Jackson Maine (Cooper) es una estrella de rock que, a pesar de su rotundo éxito, parece hallarse emocionalmente en descenso por el alcohol y las drogas. Su vida crepuscular, atormentada por la muerte de su padre, lo obliga a deambular por bares nocturnos de mala muerte luego de sus multitudinarios shows. Una de esas noches conoce a Ally (Gaga), gran intérprete de pequeños escenarios, con quien queda flechado desde el primer momento. Jackson ve el enorme talento que hay en la joven, por lo que le propone acompañarlo de gira con su banda. Ally al principio se muestra reacia frente semejante propuesta, pero considerando lo gris de su vida, acepta. Ambos comienzan un apasionado romance, y mientras ella se transforma de la noche a la mañana en una estrella, él cae en una espiral de autodestrucción y oscuridad.
Si hay algo interesante que destacarle al Cooper director es su enorme énfasis en la fisicidad. No solo respecto de la inseguridad de Ally (algo muy presente en Gaga, quien en muchas de sus letras se define como una mujer totalmente insegura), sino también de la tormentosa figura de Jackson (Cooper actor), una especie de Bob Dylan mutante con resabios de Keith Richards. Los movimientos pausados, casi de seductor involuntario, medio vampíricos por el efecto del alcohol y las drogas, nos acercan bastante a esas estrellas de rock emocionalmente inestables y decadentes de los salvajes 70. Sam Elliot, que compone al hermano mayor de Jackson, nos retrotrae a viejos personajes del western: rostro impávido, sereno y justo, curtido por la vida. Gaga está bastante bien (su voz descuella por momentos), pero Cooper reclama una atención inmediata, casi hipnótica. La química entre ambos es innegable y por poco lo mejor de la película.
Cooper empieza bien el relato, mostrando algunas formas interesantes (las formas son todo lo que puede decir en el cine) bajo la tradición del relato clásico (el protagonista atormentado por la figura paterna, una historia familiar de terratenientes que entiende las bondades del melodrama, etc.), pero es en el final donde todo se desbarata. Los últimos minutos (incluyendo una última y pésima canción, raro viniendo de dos muy buenos intérpretes), especialmente la última toma, destituyen las formas clasicistas y honestas que el relato fue construyendo en dos horas y pico. Esa toma final, que tiñe de una ambición desmedida por su subrayada y alegórica intención, parece sacada del manual del director pretencioso; nada tiene que envidiarle a las torpes ideas audiovisuales de Tarkovsky cuando hacía mirar a sus personajes a la cámara, reclamándole al espectador una imposición tan solemne como acostumbrada. ¿Se puede pasar de un relato ameno y tradicional a esto? La respuesta es sí.

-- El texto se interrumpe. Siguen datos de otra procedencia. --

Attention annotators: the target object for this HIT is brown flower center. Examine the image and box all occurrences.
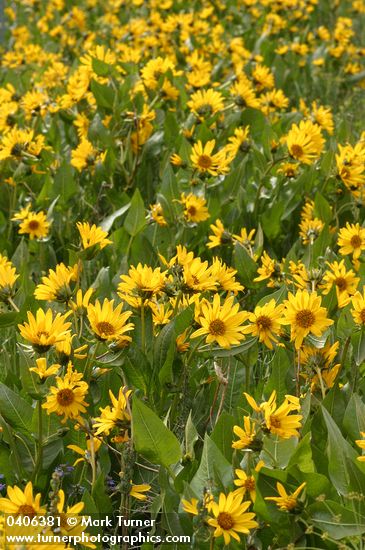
[217,511,234,530]
[28,220,40,230]
[36,330,49,339]
[198,154,212,169]
[209,319,226,336]
[335,277,347,291]
[96,321,115,336]
[57,388,75,406]
[270,416,281,428]
[350,235,362,248]
[17,504,36,518]
[244,477,256,491]
[187,205,197,216]
[256,315,272,330]
[295,309,315,328]
[291,144,304,158]
[360,309,365,324]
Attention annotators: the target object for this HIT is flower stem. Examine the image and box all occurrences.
[140,302,146,353]
[32,400,43,484]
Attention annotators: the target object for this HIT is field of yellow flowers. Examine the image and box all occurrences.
[0,0,365,548]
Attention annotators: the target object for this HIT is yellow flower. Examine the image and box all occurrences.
[190,140,230,176]
[0,127,34,160]
[233,462,264,502]
[252,64,275,91]
[254,251,283,288]
[93,387,131,437]
[67,436,102,466]
[71,139,105,171]
[336,142,365,195]
[211,258,244,294]
[170,153,184,167]
[322,260,359,308]
[356,432,365,461]
[87,299,134,342]
[265,482,306,511]
[281,290,333,349]
[180,192,209,223]
[351,286,365,325]
[130,483,151,501]
[230,79,260,109]
[29,358,60,379]
[207,219,232,249]
[187,88,224,119]
[18,211,50,240]
[42,362,89,423]
[191,293,248,348]
[182,258,217,293]
[242,299,284,349]
[176,329,190,353]
[262,391,302,439]
[34,263,77,302]
[299,217,324,245]
[225,126,250,159]
[69,288,94,315]
[118,263,167,308]
[0,481,46,516]
[338,222,365,261]
[232,416,257,450]
[207,492,258,545]
[18,308,72,353]
[0,259,18,301]
[76,221,112,250]
[150,203,167,226]
[181,497,199,515]
[286,120,324,164]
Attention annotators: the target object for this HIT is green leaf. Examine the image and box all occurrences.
[53,161,77,205]
[264,348,292,401]
[343,394,365,441]
[352,328,365,366]
[211,412,235,462]
[308,500,365,539]
[124,189,146,236]
[0,383,33,434]
[132,397,181,467]
[90,80,115,109]
[185,411,198,458]
[100,203,131,232]
[92,473,113,514]
[205,337,257,357]
[313,191,332,223]
[123,344,151,393]
[233,242,257,289]
[261,201,284,239]
[190,434,232,496]
[287,433,314,473]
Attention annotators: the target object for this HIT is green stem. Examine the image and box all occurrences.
[7,297,19,312]
[32,401,43,483]
[83,341,100,382]
[140,302,146,353]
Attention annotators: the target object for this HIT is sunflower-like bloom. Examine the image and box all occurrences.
[0,127,34,160]
[207,219,232,249]
[18,211,50,240]
[336,142,365,195]
[254,251,284,288]
[242,299,284,349]
[50,489,94,543]
[0,481,46,516]
[322,259,359,308]
[69,288,94,315]
[180,192,210,223]
[299,217,324,245]
[286,120,324,164]
[130,482,151,501]
[18,308,72,353]
[42,362,88,423]
[311,101,334,135]
[190,140,230,176]
[93,387,132,437]
[211,258,244,294]
[182,258,217,293]
[149,203,167,226]
[356,433,365,461]
[230,79,260,109]
[265,482,306,511]
[262,392,303,439]
[29,357,60,379]
[141,56,176,90]
[71,139,105,171]
[118,263,167,308]
[207,492,258,545]
[338,222,365,262]
[233,462,264,502]
[225,126,250,160]
[0,257,18,301]
[232,416,257,450]
[34,263,77,302]
[281,290,333,349]
[187,88,224,119]
[68,436,102,466]
[191,293,248,348]
[76,221,112,250]
[351,287,365,325]
[87,299,134,342]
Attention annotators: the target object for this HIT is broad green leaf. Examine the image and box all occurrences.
[211,412,235,461]
[0,383,33,434]
[190,434,232,496]
[124,189,146,236]
[233,242,257,289]
[132,397,181,467]
[308,500,365,540]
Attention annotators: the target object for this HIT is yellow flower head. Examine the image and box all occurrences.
[207,219,232,249]
[71,139,105,171]
[42,363,89,423]
[281,290,334,349]
[93,386,132,436]
[0,481,46,516]
[76,221,112,251]
[18,308,72,353]
[242,299,284,349]
[191,293,248,348]
[351,287,365,326]
[34,263,77,303]
[207,492,258,545]
[18,211,50,240]
[87,299,134,342]
[29,357,60,379]
[180,192,210,223]
[286,120,324,164]
[187,88,224,119]
[265,481,306,511]
[338,222,365,262]
[232,416,257,450]
[322,259,359,308]
[190,140,230,176]
[118,263,167,308]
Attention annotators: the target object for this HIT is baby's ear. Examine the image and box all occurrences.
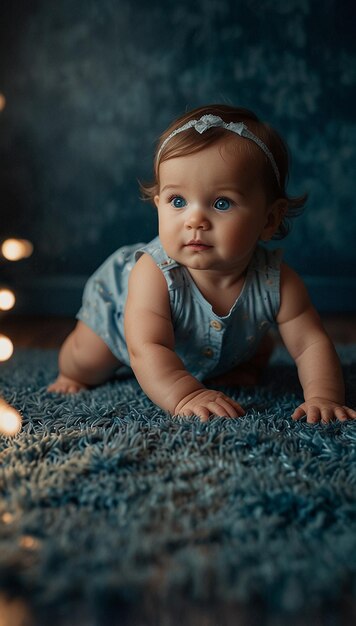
[154,195,160,209]
[261,199,288,241]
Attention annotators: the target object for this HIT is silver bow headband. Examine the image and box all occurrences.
[157,114,280,186]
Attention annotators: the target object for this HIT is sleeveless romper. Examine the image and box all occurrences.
[77,236,283,381]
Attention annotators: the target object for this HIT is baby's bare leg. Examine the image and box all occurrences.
[47,321,122,393]
[205,332,275,387]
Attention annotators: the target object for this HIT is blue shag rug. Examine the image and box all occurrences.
[0,346,356,626]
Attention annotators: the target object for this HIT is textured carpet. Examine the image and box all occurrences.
[0,347,356,625]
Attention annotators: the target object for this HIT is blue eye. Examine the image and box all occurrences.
[214,197,231,211]
[170,196,186,209]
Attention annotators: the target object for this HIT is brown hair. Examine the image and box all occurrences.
[139,104,307,239]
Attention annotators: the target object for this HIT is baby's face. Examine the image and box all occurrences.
[154,138,279,275]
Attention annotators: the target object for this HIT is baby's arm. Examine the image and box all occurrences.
[277,263,356,424]
[124,254,244,421]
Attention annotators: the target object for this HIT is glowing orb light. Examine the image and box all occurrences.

La canción antes mencionada se vuelve contradictoria, teniendo en cuenta el discurso sobre la libertad de la mujer que suele expresar Gaga en sus canciones. Por momentos, bajo el disfraz de un romanticismo perenne, nos trae un alegato más anclado en el patriarcado que en el feminismo. Si bien sabemos que Nace una estrella cree fervientemente en el American Dream, este no molesta ya que ilustra con aciertos trágicos que para llegar alto hay que dejar o perder cosas en el camino. Esa ilusión de perfección y de vida color de rosas que suele tener la música Pop se desvanece. Es un camino duro como la vida misma, como la de todos.